Much has already been said and written about the weekend effect, particularly in the context of a rather polarised debate about the merits of seven day working in the NHS. At times it has felt that these discussions have generated more heat than illumination. Rather than return to old arguments about whether or not mortality rates are higher for patients admitted to hospital at weekends compared with during the week, how can we develop practical approaches to tackling difficult problems like the weekend effect?
The evidence for the weekend effect is conflicting, complicated and has a lot of problems
Trying to make sense of all the studies published into the weekend effect is not an easy task: not only have there been a very large number of them (at least over 100), but there are a lot of technical details that make it challenging to interpret them. The studies are almost exclusively observational in design, studying patterns and associations in data harvested from the real world rather than from controlled experiments. Just like the real world, this type of research is messy and complicated. For example, these studies vary in how well they take account of differences in the characteristics of patients admitted at the weekend.
Adam Steventon from the Health Foundation and I explored these issues in more detail, and what they mean for our understanding of the weekend effect, in a recent editorial in BMJ Quality & Safety.
The term 'weekend effect' is, in itself, not very helpful
Because of some of the technical problems described above, it’s possible to take differing views about whether or not the higher mortality rates that exist at the weekends reflect the quality of the care provided, or the characteristics of the patients admitted. Regardless, the comparison between outcomes at weekends versus weekdays risks blinding us to a bigger, and more significant, picture: that variation also occurs over hours, days, weeks and seasons.
This should not be surprising to anyone who has worked in a hospital: a typical emergency department feels very different at 7 o’clock in the morning compared to 7 o’clock at night. For example, in a study of acute stroke care services in the NHS, colleagues and I found that variation in care quality varied in complex ways across the whole week, and not just between weekdays and weekends. Some aspects of care were poorer overnight, some ebbed and flowed across the week and some even changed between mornings and afternoons. At the same time, what happened (or rather didn’t happen) at the weekend affected people admitted during the week, with patients admitted on Thursdays and Fridays waiting the longest for assessments that were not being provided at the weekend. Encouraging us to think that weekends are the problem has closed minds to the need to look for other time-based inequalities in care and address those.
Context is key
When one study finds that that the weekend effect does or does not exist for a particular group of patients in one setting, this tells us very little about whether it exists elsewhere. Studying the weekend effect is not the health care equivalent of measuring something universal and unchanging like the Planck constant or Cosmic Microwave Background Radiation, but a phenomenon that is deeply rooted in local context. It is entirely plausible that one hospital could have poorer quality care at the weekend while the hospital down the road does not, and that the pattern could be very different six months later.

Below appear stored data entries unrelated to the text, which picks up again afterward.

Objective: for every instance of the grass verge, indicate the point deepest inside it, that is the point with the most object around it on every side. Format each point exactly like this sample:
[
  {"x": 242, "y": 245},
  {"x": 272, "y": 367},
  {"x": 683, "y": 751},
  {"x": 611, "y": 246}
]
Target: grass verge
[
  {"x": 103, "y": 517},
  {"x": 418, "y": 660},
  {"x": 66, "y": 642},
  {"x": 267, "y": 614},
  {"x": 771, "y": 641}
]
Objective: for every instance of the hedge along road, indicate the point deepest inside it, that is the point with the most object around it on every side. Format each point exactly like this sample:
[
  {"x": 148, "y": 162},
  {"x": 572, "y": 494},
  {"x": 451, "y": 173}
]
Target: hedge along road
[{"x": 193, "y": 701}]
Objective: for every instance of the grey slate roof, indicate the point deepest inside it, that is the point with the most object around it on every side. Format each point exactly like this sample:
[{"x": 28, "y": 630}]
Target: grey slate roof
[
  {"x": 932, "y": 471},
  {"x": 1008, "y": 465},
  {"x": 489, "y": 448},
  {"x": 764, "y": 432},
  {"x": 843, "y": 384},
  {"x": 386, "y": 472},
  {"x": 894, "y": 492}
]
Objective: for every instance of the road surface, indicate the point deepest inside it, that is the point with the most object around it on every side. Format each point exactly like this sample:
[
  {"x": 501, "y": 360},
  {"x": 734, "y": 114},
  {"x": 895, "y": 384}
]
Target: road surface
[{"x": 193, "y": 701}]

In some senses, this makes the very question 'Does the weekend effect exist?' unanswerable: all we can say is really 'Does it exist in this particular setting, at this particular time and when measured in this particular way?' Moving to the latter question is not only more intellectually honest, but also encourages us to ask more productive questions, such as 'If the weekend exists here but not there…. Why is this and what do we need to change to improve?'
Quality improvement methods can help tackle problems we don’t fully understand
If the evidence for the weekend effect is messy and conflicting, how do we go about tackling it? This is in fact a very common problem in health care, since we very rarely have all the data and knowledge required to design a 'precision engineering' solution to problems in quality. Health care systems are exceedingly complex: as an illustration, think of all the people, facilities, resources and organisations involved in a single post-take ward round or GP clinic. However, many of the methods from quality improvement can be helpful in this kind of situation.
One of the central insights of quality improvement is that systems do not have to be perfectly understood for them to be improved. Instead, problems can be tackled by working through an iterative process, whereby teams come together to develop a shared understanding of the available (imperfect) evidence, implement incremental changes, and measure their impacts. This is exemplified in the concept of the Plan-Do-Study-Act cycle. Sometimes these changes will be ineffective or be mis-steps, but by sustaining successful changes and accumulating small improvements over time, even complex and poorly understood systems can be improved.
We need to work together across organisational boundaries
Approaches to tackle the weekend effect also need to think beyond hospital walls, since the flow of patients through the hospital depends on features of the wider health and social care system. Again, this is a challenge that is not confined to the weekend effect, and the causes of many problems in health care extend beyond single organisations (and so do the solutions). Improvement requires understanding the local context, working collaboratively across organisational boundaries and building networks for sharing learning and tackling common problems. One example of such a network is Q (find out more about Q, and how you can join, by visiting the Q website).
In summary, as the heat of the controversy cools, I think we can look ahead to developing a more sophisticated understanding of the weekend effect. I hope this will include better ways of describing how care quality varies across time, unpicking the real reasons why this variation occurs and spending our energies on improvement rather than argument.